Le Tribunal de grande instance de Ouagadougou a tranché : le capitaine Zanré, autrefois chargé de la protection rapprochée de Paul-Henri Sandaogo Damiba, est reconnu coupable de complicité dans un incendie criminel ayant visé le véhicule d’Imhotep Bayala. Ce dernier, figure médiatique et coordonnateur du mouvement « Deux Heures pour Nous, Deux Heures pour Kamita », avait porté plainte pour dégradation volontaire de bien privé et mise en danger de la vie d’autrui.
Une sanction lourde assortie d’un mandat d’arrêt
Outre les 11 ans de prison, dont cinq ferme, le capitaine Zanré doit s’acquitter d’une amende de deux millions de francs CFA. Le tribunal a également émis un mandat d’arrêt à son encontre, confirmant la gravité des faits reprochés. Trois autres accusés, complices dans cette affaire, ont écopé de cinq ans de prison avec sursis, accompagnés de la même amende.
Un préjudice évalué à plus de 12 millions de francs CFA
Sur le plan civil, la justice a donné raison à Imhotep Bayala. Les condamnés devront verser solidairement 12,7 millions de francs CFA en guise de dommages et intérêts, couvrant l’ensemble des préjudices subis. Cette décision judiciaire marque un tournant dans une affaire qui a suscité de vives réactions au Burkina Faso.

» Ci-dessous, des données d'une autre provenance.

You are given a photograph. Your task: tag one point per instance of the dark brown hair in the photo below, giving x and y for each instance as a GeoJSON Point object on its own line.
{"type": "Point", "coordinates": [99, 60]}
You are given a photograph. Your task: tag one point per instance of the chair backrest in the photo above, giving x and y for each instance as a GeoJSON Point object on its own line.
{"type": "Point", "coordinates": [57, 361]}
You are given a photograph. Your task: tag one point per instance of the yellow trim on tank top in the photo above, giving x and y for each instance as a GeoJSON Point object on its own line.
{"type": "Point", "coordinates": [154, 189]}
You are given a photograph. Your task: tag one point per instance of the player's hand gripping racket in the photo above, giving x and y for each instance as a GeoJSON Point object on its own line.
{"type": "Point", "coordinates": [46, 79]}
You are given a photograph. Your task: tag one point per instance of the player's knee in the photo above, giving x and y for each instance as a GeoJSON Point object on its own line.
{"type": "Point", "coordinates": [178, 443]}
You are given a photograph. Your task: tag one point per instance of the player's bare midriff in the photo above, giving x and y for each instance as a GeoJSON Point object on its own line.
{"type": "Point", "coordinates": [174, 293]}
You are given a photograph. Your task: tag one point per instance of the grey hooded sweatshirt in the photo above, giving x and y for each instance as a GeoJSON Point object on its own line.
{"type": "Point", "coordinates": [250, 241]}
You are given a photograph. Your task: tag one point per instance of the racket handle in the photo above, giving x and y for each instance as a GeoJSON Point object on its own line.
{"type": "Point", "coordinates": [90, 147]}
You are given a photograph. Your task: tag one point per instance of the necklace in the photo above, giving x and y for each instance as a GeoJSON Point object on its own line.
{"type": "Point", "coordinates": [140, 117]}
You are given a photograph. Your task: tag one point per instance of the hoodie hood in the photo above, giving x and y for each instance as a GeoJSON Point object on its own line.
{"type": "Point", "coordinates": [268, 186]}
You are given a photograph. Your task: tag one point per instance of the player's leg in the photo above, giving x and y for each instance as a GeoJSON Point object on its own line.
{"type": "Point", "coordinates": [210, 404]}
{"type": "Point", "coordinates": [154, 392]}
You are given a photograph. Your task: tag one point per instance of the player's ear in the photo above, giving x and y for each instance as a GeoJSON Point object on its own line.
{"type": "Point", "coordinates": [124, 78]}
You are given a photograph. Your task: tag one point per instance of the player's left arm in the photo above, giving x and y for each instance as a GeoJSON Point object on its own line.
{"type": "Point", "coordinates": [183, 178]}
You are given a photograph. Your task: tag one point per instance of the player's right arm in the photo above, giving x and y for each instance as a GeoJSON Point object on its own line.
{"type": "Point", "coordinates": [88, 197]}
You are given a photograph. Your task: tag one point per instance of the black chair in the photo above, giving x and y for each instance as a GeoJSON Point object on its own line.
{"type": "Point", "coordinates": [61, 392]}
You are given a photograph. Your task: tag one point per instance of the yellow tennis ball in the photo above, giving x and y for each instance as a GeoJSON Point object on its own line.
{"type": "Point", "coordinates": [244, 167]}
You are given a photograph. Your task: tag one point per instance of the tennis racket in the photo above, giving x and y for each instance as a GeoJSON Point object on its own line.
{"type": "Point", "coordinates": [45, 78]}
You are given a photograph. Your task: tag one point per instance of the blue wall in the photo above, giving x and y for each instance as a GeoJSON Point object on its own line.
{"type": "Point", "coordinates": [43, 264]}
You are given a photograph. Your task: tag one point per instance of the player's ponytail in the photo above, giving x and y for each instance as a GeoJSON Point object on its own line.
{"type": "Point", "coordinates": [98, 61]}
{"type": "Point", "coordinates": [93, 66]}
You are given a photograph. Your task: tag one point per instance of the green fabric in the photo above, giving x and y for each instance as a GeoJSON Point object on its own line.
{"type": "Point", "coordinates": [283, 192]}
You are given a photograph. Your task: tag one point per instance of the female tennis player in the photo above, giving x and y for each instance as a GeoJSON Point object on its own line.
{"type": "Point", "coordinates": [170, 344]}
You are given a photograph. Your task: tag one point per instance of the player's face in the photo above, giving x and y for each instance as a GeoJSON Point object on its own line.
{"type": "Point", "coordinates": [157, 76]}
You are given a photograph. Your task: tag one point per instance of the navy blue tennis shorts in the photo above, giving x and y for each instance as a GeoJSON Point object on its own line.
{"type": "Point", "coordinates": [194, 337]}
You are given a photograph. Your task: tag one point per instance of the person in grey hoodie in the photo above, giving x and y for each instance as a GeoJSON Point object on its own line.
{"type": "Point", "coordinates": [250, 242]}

Un dossier toujours sous les projecteurs
Cette condamnation intervient alors que plusieurs procédures judiciaires impliquant l’ex-président de la Transition, Paul-Henri Sandaogo Damiba, restent en cours. Récemment, il aurait été extradé depuis Lomé vers Ouagadougou, où il est notamment visé par des accusations de tentative d’assassinat contre le président Ibrahim Traoré. Une affaire qui continue de faire trembler l’échiquier politique burkinabè.